Por último, la participación de nosotras, las mujeres con VIH en organizaciones sociales, redes de VIH y organizaciones de mujeres y feministas dan cuenta de nuestro empoderamiento y de nuestra capacidad de agencia, movilización y de hacer oír nuestros reclamos para que se conviertan en políticas y derechos, esto también se evidenció en el estudio INDEX 2.0.

El Frente Nacional por la Salud de las Personas Viviendo con VIH pronunció un fuerte rechazo por la discriminación hacia las trabajadoras sexuales. Eliminaron la categoría “trabajadoras sexuales” del proyecto de Ley de e VIH, Hepatitis, ITS y Tuberculosis. Dicha categoría en el proyecto responde a criterios epidemiológicos del Estado y a recomendaciones internacionales de organismos como ONUSIDA y la OPS.

En la declaración política de la Reunión de Alto Nivel sobre VIH y Sida de la Asamblea General de las Naciones Unidas 2021, firmada por la Argentina, en junio de este año, nuestra población ha sido incluida para trabajar en pos de la erradicación del estigma y discriminación a pesar de los intentos de un sector por querer excluirnos en un nuevo intento de discriminación para dejarnos sin el derecho de poder acceder al sistema sanitario.
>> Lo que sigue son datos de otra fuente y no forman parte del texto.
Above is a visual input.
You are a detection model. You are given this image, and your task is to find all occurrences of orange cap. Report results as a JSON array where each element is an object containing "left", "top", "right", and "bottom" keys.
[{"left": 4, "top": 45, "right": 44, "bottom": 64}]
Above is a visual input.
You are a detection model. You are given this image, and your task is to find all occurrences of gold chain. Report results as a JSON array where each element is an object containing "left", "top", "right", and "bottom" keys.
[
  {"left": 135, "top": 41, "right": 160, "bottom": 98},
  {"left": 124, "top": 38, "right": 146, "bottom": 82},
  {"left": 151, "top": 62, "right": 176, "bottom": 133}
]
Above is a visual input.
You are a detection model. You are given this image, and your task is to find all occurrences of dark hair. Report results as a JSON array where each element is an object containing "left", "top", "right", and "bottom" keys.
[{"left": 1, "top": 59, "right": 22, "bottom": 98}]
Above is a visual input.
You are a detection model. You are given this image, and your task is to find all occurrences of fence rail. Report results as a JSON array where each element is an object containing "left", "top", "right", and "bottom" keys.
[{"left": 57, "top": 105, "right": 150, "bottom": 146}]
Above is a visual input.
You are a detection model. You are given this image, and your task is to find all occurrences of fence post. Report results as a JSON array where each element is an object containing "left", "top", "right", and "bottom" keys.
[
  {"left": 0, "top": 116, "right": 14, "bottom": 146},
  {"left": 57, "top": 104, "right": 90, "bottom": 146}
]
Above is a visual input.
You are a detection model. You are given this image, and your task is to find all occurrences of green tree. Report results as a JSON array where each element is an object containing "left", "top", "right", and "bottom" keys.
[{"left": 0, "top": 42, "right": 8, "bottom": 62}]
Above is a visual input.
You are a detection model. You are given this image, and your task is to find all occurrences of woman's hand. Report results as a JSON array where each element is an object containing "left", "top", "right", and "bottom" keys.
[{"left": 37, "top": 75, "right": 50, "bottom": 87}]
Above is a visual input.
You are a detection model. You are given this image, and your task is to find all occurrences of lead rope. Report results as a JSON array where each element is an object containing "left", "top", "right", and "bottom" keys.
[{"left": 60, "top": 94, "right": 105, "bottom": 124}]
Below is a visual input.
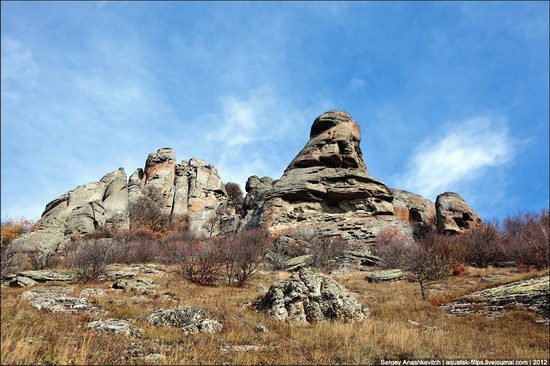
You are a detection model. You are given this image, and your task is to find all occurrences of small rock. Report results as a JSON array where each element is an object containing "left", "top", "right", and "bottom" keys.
[
  {"left": 21, "top": 286, "right": 102, "bottom": 312},
  {"left": 87, "top": 319, "right": 139, "bottom": 336},
  {"left": 254, "top": 323, "right": 269, "bottom": 333},
  {"left": 147, "top": 306, "right": 223, "bottom": 334},
  {"left": 365, "top": 269, "right": 405, "bottom": 282},
  {"left": 220, "top": 344, "right": 279, "bottom": 352},
  {"left": 256, "top": 268, "right": 368, "bottom": 323},
  {"left": 113, "top": 278, "right": 158, "bottom": 291},
  {"left": 80, "top": 288, "right": 107, "bottom": 298},
  {"left": 9, "top": 276, "right": 36, "bottom": 287}
]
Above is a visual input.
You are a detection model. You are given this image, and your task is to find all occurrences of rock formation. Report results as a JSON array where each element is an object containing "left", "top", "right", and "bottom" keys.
[
  {"left": 241, "top": 111, "right": 435, "bottom": 242},
  {"left": 12, "top": 148, "right": 236, "bottom": 252},
  {"left": 256, "top": 268, "right": 368, "bottom": 323},
  {"left": 12, "top": 168, "right": 128, "bottom": 252},
  {"left": 435, "top": 192, "right": 481, "bottom": 234},
  {"left": 9, "top": 111, "right": 480, "bottom": 255}
]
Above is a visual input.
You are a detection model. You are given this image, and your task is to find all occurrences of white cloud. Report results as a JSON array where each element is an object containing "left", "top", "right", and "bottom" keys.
[
  {"left": 396, "top": 116, "right": 514, "bottom": 199},
  {"left": 205, "top": 86, "right": 333, "bottom": 188},
  {"left": 350, "top": 77, "right": 365, "bottom": 90}
]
Para terminar: un año sin tratar el proyecto para una nueva ley de VIH, Hepatitis, ITS y Tuberculosis. ¿Cuánto más hay que esperar? El Proyecto debe ser tratado de manera urgente en las tres comisiones de la Cámara de Diputades en las que tienen giro. Si no se logra un dictamen antes de diciembre, perderá estado parlamentario por tercera vez. No hay más tiempo. Necesitamos tener una ley de VIH actualizada ya.